La risposta di Giobbe è un grido magnifico e terribile. In primo luogo, parla del suo dolore come una protesta contro il metodo di Elifaz. La sua risposta non è alla deduzione che ha suggerito l'argomento di Elifaz, ma piuttosto all'accusa che ha fatto, di irragionevolezza e follia manifesta nel suo lamento. Eliphaz aveva usato termini di forte condanna. Giobbe dichiarò, in effetti, di non capire il grido perché non conosceva il dolore.

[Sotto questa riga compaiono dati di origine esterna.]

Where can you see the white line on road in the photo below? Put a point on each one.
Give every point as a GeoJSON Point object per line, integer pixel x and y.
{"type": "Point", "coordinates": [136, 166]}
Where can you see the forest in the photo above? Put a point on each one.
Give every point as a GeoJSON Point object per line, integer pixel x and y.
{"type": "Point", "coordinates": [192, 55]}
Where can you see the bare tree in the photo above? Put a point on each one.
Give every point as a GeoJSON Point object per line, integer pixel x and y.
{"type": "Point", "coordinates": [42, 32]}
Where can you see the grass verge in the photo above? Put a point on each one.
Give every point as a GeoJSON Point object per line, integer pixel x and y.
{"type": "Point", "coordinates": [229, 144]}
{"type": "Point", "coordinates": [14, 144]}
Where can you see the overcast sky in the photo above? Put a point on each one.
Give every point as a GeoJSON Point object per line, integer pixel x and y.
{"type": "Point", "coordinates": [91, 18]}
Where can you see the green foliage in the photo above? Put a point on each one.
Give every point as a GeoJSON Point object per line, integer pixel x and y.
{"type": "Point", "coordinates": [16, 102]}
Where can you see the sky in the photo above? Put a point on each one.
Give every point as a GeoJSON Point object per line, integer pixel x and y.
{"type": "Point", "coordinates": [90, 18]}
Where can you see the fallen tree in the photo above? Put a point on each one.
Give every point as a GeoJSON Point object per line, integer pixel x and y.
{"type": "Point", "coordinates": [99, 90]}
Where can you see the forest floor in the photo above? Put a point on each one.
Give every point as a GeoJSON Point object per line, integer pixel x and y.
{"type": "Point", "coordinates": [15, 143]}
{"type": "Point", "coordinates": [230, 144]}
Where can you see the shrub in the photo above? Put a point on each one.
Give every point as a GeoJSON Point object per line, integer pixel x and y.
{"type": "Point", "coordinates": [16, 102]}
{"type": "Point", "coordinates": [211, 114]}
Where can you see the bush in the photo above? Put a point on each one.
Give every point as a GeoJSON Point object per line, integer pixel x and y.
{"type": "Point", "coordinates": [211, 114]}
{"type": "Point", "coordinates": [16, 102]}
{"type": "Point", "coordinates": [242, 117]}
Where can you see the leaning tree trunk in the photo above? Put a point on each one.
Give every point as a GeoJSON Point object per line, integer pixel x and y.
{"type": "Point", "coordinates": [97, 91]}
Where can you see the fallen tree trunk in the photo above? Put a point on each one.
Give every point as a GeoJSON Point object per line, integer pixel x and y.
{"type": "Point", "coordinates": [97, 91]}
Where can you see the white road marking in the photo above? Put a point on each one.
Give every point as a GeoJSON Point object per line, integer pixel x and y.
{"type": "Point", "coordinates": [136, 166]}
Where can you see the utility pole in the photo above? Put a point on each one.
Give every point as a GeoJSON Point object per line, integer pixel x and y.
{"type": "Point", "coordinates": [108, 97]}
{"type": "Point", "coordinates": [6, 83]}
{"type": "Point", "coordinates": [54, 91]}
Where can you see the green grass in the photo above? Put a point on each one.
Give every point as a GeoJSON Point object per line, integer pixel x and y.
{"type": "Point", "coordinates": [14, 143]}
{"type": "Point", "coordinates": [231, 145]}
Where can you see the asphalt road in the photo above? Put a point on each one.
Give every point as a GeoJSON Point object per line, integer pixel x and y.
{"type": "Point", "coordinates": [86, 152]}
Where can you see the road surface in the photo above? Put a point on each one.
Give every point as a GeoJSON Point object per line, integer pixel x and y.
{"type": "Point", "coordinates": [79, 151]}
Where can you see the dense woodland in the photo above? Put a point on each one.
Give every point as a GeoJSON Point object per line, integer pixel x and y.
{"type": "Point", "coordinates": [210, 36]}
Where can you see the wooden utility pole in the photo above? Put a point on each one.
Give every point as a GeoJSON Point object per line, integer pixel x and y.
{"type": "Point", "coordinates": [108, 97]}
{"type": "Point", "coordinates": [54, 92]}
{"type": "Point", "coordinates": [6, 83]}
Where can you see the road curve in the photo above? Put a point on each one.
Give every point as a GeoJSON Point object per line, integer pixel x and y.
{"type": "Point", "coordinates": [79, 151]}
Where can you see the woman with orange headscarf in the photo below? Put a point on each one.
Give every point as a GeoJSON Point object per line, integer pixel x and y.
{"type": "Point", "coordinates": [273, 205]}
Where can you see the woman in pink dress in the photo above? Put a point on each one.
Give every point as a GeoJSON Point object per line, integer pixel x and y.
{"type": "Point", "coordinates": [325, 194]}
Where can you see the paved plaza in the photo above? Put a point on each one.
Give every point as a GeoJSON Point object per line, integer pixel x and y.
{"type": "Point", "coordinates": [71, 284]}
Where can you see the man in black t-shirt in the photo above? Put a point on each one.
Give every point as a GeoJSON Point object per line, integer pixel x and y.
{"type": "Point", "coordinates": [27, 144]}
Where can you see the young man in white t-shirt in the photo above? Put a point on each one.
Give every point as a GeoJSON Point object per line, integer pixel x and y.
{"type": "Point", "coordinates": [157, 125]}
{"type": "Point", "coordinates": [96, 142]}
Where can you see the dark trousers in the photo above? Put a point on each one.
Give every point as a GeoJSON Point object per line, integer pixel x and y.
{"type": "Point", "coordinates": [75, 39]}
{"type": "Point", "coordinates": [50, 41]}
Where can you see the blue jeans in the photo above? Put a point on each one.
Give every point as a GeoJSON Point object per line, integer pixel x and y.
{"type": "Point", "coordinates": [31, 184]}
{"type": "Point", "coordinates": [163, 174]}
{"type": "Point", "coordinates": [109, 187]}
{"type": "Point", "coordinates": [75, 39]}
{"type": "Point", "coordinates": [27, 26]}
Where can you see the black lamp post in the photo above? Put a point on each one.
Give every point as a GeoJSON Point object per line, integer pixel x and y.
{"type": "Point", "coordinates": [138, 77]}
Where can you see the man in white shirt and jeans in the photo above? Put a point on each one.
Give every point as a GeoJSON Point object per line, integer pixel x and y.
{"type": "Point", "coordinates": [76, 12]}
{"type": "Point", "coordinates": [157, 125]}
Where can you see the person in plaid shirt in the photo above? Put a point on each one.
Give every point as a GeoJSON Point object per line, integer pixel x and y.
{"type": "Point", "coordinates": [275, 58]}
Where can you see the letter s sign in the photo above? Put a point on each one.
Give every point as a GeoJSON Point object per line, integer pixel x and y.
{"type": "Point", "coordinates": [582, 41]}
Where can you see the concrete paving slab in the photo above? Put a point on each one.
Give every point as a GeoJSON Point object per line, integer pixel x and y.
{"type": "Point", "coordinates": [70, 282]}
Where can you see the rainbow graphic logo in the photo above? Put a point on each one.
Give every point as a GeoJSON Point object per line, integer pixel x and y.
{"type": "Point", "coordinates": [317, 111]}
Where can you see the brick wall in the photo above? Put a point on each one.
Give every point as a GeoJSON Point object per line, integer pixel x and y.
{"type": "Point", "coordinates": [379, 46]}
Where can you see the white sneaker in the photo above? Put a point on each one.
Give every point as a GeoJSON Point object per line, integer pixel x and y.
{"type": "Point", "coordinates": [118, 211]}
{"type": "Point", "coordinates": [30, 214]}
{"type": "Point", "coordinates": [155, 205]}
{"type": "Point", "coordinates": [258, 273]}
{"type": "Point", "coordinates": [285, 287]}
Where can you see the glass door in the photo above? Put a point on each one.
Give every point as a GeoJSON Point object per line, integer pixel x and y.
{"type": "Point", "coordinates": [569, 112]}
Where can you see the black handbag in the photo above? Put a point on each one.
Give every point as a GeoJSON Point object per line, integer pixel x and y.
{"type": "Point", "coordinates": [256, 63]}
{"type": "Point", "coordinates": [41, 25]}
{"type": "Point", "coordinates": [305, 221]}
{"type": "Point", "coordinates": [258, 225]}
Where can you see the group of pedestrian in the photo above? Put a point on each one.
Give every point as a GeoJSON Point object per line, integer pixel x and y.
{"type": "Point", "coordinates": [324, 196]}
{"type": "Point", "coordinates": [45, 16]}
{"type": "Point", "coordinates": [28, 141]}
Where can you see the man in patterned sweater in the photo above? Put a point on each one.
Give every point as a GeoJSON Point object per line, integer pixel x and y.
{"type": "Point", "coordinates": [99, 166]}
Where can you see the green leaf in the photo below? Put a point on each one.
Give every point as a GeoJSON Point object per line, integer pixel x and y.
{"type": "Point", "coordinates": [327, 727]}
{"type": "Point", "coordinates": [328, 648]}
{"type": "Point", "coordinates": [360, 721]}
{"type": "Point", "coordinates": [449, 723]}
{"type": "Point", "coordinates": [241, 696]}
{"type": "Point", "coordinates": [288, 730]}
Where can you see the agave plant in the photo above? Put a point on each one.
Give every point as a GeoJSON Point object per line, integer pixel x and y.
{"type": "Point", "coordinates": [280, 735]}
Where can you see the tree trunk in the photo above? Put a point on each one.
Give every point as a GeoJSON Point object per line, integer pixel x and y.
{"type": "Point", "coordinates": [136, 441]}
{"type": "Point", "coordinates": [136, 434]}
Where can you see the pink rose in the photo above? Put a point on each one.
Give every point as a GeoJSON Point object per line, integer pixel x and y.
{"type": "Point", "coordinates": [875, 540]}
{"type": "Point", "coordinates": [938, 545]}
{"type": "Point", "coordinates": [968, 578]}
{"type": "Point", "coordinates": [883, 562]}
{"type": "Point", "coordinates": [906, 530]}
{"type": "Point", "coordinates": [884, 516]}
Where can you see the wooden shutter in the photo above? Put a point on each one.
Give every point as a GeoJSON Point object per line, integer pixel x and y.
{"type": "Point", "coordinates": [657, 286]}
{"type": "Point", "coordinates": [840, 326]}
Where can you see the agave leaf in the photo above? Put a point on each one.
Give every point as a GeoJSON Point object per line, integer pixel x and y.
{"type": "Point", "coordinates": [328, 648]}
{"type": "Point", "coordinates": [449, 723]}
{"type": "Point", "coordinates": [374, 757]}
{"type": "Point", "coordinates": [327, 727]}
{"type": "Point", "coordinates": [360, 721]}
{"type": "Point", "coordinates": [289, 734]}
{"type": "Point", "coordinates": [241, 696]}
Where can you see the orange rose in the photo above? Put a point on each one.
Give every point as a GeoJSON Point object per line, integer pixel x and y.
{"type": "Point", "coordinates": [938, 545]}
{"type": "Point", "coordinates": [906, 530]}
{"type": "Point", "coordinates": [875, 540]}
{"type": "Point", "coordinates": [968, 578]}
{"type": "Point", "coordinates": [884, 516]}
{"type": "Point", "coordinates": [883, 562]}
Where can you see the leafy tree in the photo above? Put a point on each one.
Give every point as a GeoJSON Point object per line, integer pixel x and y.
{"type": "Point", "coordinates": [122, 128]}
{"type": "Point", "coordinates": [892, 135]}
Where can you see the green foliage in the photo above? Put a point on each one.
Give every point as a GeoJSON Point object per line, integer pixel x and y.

La sua vessazione e la sua calamità dovrebbero essere messe l'una contro l'altra, in bilico su un equilibrio equilibrato. Se ciò fosse fatto, la calamità si troverebbe così grave da giustificare persino l'imprudenza del discorso. Il lamento è sempre l'evidenza di un desiderio. L'asino selvatico non raglia quando ha l'erba, né il bue si abbassa sul suo foraggio. Dopo aver dichiarato ciò, il suo dolore sembrò di nuovo irrompere nella sua anima, e gridò la morte perché la sua forza non era all'altezza della tensione così imposta su di lui. La sua forza non era "la forza delle pietre", né la sua "carne di bronzo".

Giobbe allora si rivolse ai suoi amici con rimproveri di bella satira. Si aspettava gentilezza, ma rimase deluso. Qui sembrerebbe esserci un riferimento non solo all'atteggiamento di Elifaz, ma a quell'atteggiamento come crudeltà culminante. I suoi occhi vagavano indietro ai tempi antichi, e parlava dei "miei fratelli", paragonandoli a un ruscello nel deserto verso il quale giravano le carovane itineranti, solo per trovarli consumati e passati. Dichiarò che i suoi amici non erano niente. Il rimprovero si è fuso in una feroce richiesta che invece di generalizzazioni e allusioni,

ci dovrebbe essere certezza nelle accuse che hanno mosso contro di lui. "Cosa", dice, "rimprovera la tua discussione?" C'è una maestà in questa insofferenza per gli uomini che filosofano in presenza dell'agonia, ed è impossibile leggerla senza una coscienza di profonda simpatia per l'uomo sofferente.